A serpente que rodeia o ovo (o primeiro) entre outros símbolos
do livro "The Origin of Pagan Idolatry" (Stanley Faber, 1816)
Apesar das semelhanças, notamos uma grande diferença conceptual entre fenícios e os restantes povos.
Os fenícios seriam praticamente ateus. A explicação de Taautus é um esboço de explicação natural, como terão depois alguns filósofos gregos.
8) Conjugações
Há algumas conjugações que podem ser feitas com o texto anterior sobre Beroso.
O nome Dagon (irmão de Cronos) foi também associado a Oanes, o anedoto, o homem-peixe dos assírios, e por outro lado Belus (filho de Cronos) seria venerado na Babilónia.
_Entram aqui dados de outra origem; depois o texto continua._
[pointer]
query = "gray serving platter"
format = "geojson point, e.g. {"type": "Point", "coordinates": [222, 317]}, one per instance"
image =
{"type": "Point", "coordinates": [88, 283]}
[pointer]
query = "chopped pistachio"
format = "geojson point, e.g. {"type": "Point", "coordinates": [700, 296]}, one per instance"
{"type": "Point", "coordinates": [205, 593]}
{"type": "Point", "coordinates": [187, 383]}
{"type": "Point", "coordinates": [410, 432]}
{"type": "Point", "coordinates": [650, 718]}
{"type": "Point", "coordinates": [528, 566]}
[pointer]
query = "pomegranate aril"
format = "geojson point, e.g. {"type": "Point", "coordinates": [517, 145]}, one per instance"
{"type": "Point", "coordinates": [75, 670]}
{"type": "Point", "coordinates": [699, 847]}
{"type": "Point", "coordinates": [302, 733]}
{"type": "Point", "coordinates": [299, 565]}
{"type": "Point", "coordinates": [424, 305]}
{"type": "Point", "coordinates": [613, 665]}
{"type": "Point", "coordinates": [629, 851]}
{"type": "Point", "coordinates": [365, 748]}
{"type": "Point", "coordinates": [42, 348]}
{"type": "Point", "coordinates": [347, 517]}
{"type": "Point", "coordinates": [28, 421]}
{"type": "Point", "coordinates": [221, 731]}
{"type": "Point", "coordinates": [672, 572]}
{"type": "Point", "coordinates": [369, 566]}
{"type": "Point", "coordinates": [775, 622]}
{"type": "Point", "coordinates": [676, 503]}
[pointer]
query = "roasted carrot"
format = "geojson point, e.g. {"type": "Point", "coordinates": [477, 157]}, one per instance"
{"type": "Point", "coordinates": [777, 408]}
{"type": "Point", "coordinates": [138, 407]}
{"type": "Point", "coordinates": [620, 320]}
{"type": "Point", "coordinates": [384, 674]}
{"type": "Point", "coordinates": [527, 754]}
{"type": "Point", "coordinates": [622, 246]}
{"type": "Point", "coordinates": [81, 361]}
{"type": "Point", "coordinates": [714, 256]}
Poderíamos ver aqui uma possível influência, ou interferência fenícia, na formação da mitologia assíria-caldeia.
Se por um lado há muitas diferenças, por outro lado há bastantes semelhanças nas formações dos mitos.
Isaac Cody concorda com Stanley Faber, citando-o desta forma:
- (...) as to render untenable every other hypothesis than this: "that they must all have originated from some common source"
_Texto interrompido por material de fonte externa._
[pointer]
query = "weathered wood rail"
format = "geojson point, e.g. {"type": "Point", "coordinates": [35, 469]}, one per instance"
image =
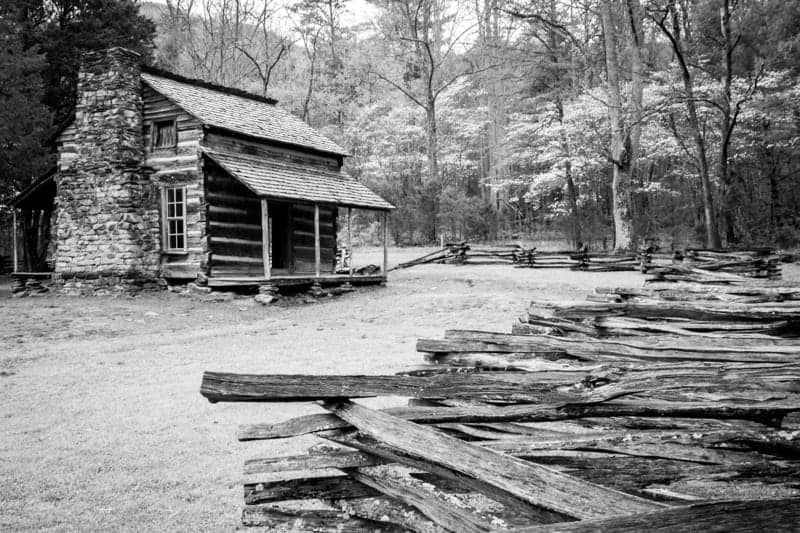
{"type": "Point", "coordinates": [601, 416]}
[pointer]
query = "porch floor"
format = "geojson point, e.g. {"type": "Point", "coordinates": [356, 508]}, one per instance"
{"type": "Point", "coordinates": [299, 279]}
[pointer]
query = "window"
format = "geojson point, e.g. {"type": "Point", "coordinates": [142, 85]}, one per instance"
{"type": "Point", "coordinates": [165, 134]}
{"type": "Point", "coordinates": [174, 199]}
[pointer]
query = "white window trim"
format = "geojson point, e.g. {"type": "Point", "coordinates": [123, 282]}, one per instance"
{"type": "Point", "coordinates": [166, 218]}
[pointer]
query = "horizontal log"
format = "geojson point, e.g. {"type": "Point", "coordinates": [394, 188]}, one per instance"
{"type": "Point", "coordinates": [319, 521]}
{"type": "Point", "coordinates": [270, 388]}
{"type": "Point", "coordinates": [653, 348]}
{"type": "Point", "coordinates": [396, 482]}
{"type": "Point", "coordinates": [385, 509]}
{"type": "Point", "coordinates": [729, 516]}
{"type": "Point", "coordinates": [769, 413]}
{"type": "Point", "coordinates": [534, 484]}
{"type": "Point", "coordinates": [693, 311]}
{"type": "Point", "coordinates": [303, 488]}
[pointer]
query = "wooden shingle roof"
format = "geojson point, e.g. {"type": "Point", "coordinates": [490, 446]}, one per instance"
{"type": "Point", "coordinates": [253, 117]}
{"type": "Point", "coordinates": [282, 179]}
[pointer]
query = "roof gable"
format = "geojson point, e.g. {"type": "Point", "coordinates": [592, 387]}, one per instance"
{"type": "Point", "coordinates": [292, 181]}
{"type": "Point", "coordinates": [254, 117]}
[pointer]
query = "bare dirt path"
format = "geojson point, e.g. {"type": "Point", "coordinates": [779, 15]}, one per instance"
{"type": "Point", "coordinates": [103, 426]}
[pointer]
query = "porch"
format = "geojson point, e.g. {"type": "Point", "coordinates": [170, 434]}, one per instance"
{"type": "Point", "coordinates": [278, 223]}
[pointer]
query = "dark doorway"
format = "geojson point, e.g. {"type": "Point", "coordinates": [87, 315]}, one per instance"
{"type": "Point", "coordinates": [279, 215]}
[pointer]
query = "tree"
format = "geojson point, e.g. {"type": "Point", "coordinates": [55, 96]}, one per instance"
{"type": "Point", "coordinates": [229, 42]}
{"type": "Point", "coordinates": [422, 38]}
{"type": "Point", "coordinates": [63, 30]}
{"type": "Point", "coordinates": [623, 147]}
{"type": "Point", "coordinates": [25, 123]}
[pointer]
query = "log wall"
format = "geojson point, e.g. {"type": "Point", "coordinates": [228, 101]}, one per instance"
{"type": "Point", "coordinates": [234, 226]}
{"type": "Point", "coordinates": [178, 166]}
{"type": "Point", "coordinates": [303, 242]}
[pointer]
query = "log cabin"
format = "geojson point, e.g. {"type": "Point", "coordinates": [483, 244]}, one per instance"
{"type": "Point", "coordinates": [162, 176]}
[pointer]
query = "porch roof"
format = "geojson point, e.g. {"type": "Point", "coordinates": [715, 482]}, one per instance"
{"type": "Point", "coordinates": [290, 181]}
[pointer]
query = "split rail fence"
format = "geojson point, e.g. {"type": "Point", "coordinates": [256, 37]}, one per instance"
{"type": "Point", "coordinates": [760, 263]}
{"type": "Point", "coordinates": [671, 407]}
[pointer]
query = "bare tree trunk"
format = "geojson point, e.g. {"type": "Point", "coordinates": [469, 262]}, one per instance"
{"type": "Point", "coordinates": [726, 124]}
{"type": "Point", "coordinates": [620, 138]}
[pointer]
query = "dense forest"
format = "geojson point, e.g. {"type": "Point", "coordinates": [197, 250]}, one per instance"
{"type": "Point", "coordinates": [603, 122]}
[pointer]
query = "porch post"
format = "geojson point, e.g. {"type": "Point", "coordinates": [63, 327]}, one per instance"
{"type": "Point", "coordinates": [316, 240]}
{"type": "Point", "coordinates": [14, 224]}
{"type": "Point", "coordinates": [265, 236]}
{"type": "Point", "coordinates": [385, 241]}
{"type": "Point", "coordinates": [350, 239]}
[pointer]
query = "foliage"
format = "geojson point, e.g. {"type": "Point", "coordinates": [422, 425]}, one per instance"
{"type": "Point", "coordinates": [24, 121]}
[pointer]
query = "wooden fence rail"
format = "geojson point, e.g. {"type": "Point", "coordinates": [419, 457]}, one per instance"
{"type": "Point", "coordinates": [663, 408]}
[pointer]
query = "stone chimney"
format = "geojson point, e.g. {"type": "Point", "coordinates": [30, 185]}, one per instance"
{"type": "Point", "coordinates": [107, 209]}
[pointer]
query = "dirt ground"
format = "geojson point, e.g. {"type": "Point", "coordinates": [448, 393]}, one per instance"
{"type": "Point", "coordinates": [103, 425]}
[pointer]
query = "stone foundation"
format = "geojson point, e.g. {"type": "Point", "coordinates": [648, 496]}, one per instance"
{"type": "Point", "coordinates": [104, 283]}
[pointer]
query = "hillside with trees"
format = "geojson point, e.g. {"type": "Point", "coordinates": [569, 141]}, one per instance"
{"type": "Point", "coordinates": [606, 123]}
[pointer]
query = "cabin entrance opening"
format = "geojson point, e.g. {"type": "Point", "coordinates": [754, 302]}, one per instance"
{"type": "Point", "coordinates": [280, 218]}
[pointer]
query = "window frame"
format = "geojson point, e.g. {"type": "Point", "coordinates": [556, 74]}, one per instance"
{"type": "Point", "coordinates": [166, 219]}
{"type": "Point", "coordinates": [154, 127]}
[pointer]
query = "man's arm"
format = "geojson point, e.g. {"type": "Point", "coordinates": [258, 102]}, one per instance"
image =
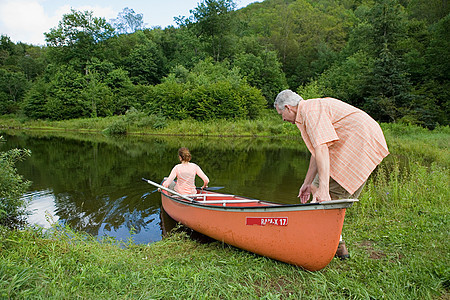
{"type": "Point", "coordinates": [322, 158]}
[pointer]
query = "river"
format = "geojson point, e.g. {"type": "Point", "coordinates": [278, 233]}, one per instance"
{"type": "Point", "coordinates": [92, 182]}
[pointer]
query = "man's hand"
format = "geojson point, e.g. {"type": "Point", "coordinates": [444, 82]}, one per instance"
{"type": "Point", "coordinates": [304, 193]}
{"type": "Point", "coordinates": [321, 195]}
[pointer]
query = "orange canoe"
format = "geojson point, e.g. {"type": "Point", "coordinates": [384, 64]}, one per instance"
{"type": "Point", "coordinates": [306, 235]}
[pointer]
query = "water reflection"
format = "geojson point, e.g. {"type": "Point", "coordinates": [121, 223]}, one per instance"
{"type": "Point", "coordinates": [93, 183]}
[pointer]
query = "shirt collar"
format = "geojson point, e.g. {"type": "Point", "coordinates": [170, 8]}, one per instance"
{"type": "Point", "coordinates": [298, 117]}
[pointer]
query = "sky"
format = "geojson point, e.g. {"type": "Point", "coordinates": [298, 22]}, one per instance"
{"type": "Point", "coordinates": [27, 20]}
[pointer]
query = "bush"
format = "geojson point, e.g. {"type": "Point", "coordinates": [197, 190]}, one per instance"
{"type": "Point", "coordinates": [117, 127]}
{"type": "Point", "coordinates": [12, 186]}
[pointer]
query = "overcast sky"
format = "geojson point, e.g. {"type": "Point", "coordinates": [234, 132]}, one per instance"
{"type": "Point", "coordinates": [27, 20]}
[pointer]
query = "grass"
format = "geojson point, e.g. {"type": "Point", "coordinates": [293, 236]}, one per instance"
{"type": "Point", "coordinates": [138, 123]}
{"type": "Point", "coordinates": [398, 237]}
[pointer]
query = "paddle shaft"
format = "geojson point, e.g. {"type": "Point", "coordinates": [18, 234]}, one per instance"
{"type": "Point", "coordinates": [167, 189]}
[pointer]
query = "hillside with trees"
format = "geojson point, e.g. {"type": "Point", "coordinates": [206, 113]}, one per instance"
{"type": "Point", "coordinates": [390, 58]}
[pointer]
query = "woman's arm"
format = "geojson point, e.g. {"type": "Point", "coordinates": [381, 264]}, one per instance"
{"type": "Point", "coordinates": [203, 176]}
{"type": "Point", "coordinates": [171, 177]}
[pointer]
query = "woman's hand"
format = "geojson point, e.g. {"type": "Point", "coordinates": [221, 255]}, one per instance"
{"type": "Point", "coordinates": [304, 193]}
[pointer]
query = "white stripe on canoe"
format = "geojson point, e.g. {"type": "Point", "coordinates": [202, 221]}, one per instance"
{"type": "Point", "coordinates": [227, 201]}
{"type": "Point", "coordinates": [210, 195]}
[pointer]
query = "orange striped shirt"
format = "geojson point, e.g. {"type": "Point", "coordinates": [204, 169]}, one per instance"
{"type": "Point", "coordinates": [355, 141]}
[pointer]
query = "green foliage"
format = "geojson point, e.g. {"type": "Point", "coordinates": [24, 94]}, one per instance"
{"type": "Point", "coordinates": [146, 64]}
{"type": "Point", "coordinates": [128, 21]}
{"type": "Point", "coordinates": [13, 86]}
{"type": "Point", "coordinates": [262, 71]}
{"type": "Point", "coordinates": [209, 91]}
{"type": "Point", "coordinates": [12, 185]}
{"type": "Point", "coordinates": [387, 57]}
{"type": "Point", "coordinates": [117, 127]}
{"type": "Point", "coordinates": [76, 37]}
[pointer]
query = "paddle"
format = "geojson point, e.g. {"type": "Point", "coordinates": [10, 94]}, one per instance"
{"type": "Point", "coordinates": [214, 188]}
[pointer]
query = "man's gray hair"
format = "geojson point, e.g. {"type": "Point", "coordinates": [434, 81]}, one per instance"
{"type": "Point", "coordinates": [286, 97]}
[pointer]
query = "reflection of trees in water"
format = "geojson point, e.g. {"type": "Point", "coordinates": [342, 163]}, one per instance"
{"type": "Point", "coordinates": [96, 180]}
{"type": "Point", "coordinates": [89, 213]}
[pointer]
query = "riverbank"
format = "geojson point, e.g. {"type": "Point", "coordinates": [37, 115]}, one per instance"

Portanto estes estudiosos partilhavam da ideia que os pontos comuns sugeriam que todos os mitos teriam partido da mesma raiz comum, e davam explicações possíveis:
- todas as nações tinham concordado pacificamente numa mesma fonte, ou esta lhes tinha sido imposta, ou ainda que todas as nações tinham vindo de uma cultura comum.
Esta última hipótese levava naturalmente ao mito da Torre de Babel... a cultura seria comum, mas depois teria sido alterada pelo fado de cada civilização.
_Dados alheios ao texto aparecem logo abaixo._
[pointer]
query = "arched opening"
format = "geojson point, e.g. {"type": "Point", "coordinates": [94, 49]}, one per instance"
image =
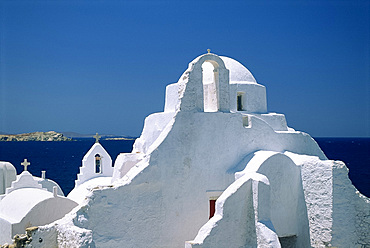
{"type": "Point", "coordinates": [210, 86]}
{"type": "Point", "coordinates": [98, 165]}
{"type": "Point", "coordinates": [240, 101]}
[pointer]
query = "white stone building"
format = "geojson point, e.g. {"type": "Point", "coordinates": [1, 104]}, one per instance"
{"type": "Point", "coordinates": [216, 152]}
{"type": "Point", "coordinates": [28, 201]}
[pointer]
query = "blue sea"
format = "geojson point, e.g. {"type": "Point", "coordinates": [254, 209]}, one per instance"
{"type": "Point", "coordinates": [62, 160]}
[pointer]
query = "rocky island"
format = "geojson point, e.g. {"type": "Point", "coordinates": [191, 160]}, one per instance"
{"type": "Point", "coordinates": [35, 136]}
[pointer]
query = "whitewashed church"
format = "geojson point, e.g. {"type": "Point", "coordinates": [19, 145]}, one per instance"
{"type": "Point", "coordinates": [214, 169]}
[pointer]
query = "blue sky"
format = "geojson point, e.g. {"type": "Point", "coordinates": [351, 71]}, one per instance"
{"type": "Point", "coordinates": [102, 66]}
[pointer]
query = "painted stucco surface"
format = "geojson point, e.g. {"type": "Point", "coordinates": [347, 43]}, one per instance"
{"type": "Point", "coordinates": [28, 207]}
{"type": "Point", "coordinates": [88, 169]}
{"type": "Point", "coordinates": [276, 182]}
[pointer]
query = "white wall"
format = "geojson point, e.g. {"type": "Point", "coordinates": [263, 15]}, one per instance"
{"type": "Point", "coordinates": [7, 175]}
{"type": "Point", "coordinates": [87, 170]}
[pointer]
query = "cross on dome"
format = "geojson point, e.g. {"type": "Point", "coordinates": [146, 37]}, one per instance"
{"type": "Point", "coordinates": [97, 137]}
{"type": "Point", "coordinates": [25, 163]}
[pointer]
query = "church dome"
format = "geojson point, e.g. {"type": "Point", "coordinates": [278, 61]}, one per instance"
{"type": "Point", "coordinates": [237, 71]}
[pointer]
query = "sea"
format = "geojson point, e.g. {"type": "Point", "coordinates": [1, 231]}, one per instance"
{"type": "Point", "coordinates": [61, 160]}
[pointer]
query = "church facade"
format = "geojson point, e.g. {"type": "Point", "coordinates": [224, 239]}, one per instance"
{"type": "Point", "coordinates": [216, 169]}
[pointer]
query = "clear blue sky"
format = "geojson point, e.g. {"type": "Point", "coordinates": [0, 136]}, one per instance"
{"type": "Point", "coordinates": [102, 66]}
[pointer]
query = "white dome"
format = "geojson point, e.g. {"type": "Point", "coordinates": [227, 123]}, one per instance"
{"type": "Point", "coordinates": [238, 72]}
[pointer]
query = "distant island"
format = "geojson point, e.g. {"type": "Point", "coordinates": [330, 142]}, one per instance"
{"type": "Point", "coordinates": [35, 136]}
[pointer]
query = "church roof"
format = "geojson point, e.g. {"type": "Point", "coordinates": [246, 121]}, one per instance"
{"type": "Point", "coordinates": [15, 205]}
{"type": "Point", "coordinates": [237, 71]}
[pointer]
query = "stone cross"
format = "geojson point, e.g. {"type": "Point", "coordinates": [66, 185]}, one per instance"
{"type": "Point", "coordinates": [97, 137]}
{"type": "Point", "coordinates": [25, 163]}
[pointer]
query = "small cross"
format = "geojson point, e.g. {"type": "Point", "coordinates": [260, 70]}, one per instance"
{"type": "Point", "coordinates": [97, 137]}
{"type": "Point", "coordinates": [25, 164]}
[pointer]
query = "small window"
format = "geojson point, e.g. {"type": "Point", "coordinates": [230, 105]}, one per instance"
{"type": "Point", "coordinates": [245, 121]}
{"type": "Point", "coordinates": [98, 168]}
{"type": "Point", "coordinates": [239, 101]}
{"type": "Point", "coordinates": [212, 198]}
{"type": "Point", "coordinates": [212, 208]}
Stanley Faber vai um pouco mais longe e afirma que os eventos que levaram à queda da Torre de Babel na planície de Shinar teriam definido um carácter marcante na evolução da humanidade, e que a "família poderosa e guerreira" que teria ganho vantagem sobre os seus irmãos, nunca teria deixado de exercer a superioridade até ao presente:
(...) In short, the events, which occurred in the plain of Shinar, have stamped a character upon the whole mass of mankind that remains vividly impressed even to modern times. The powerful and martial family, that once obtained a decided preeminence of their bethren, have never down to the present hour, ceased with a strong hand to vindicate their superiority.
No fundo, isto seria a tradicional teoria da sequência de impérios ou monarquias, reduzindo-a a um único império definido em Babel, por Nimrod, ou seja também, com outros nomes, o simbolizado gigante caçador Órion (ou Orionte), Nembroth ou Amraphal, já identificado a Hamurabi.
Isaac Cody procura estabelecer uma linha semelhante e vê um ponto comum na designação "Cita", que se aplicaria a uma boa parte de povos em diversas nações. Ora o nome "citas" é em grego Σκύθης ou Skythes, que se poderia ler entre nós como "Escutes" em vez de Citas. E é claro que isto lembra algo (não as SCUTS, nem os Escutas... mas enfim há sempre escutas), lembra os Escotos, ou seja o Escoceses, que tanto se orgulhavam da sua ascendência, que remontaria afinal à nobreza Cita. Não é preciso falar mais de ritos escoceses, que isso levar-nos-ia a ter que partir pedra, e ainda estamos algo livres dessas pedreiras.
Como temos vindo a referir, e é aqui claro nestes autores, parece haver uma manutenção da estrutura de poder desde o tempo mítico da Torre de Babel. A sua visibilidade é apenas aparente... usa as estruturas de poder visíveis, mas a sua acção foi sempre dissimulada. Parece ter visado mais influenciar o curso dos acontecimentos do que ser um dos seus protagonistas registados - guardará os registos, certamente, em colecções privadas.
Pouco interessa o folclore, grande parte da análise está feita, entretemo-nos agora apenas com os detalhes.
Sobre o que interessa, e que limita exactamente as coisas, disso falaremos noutra altura.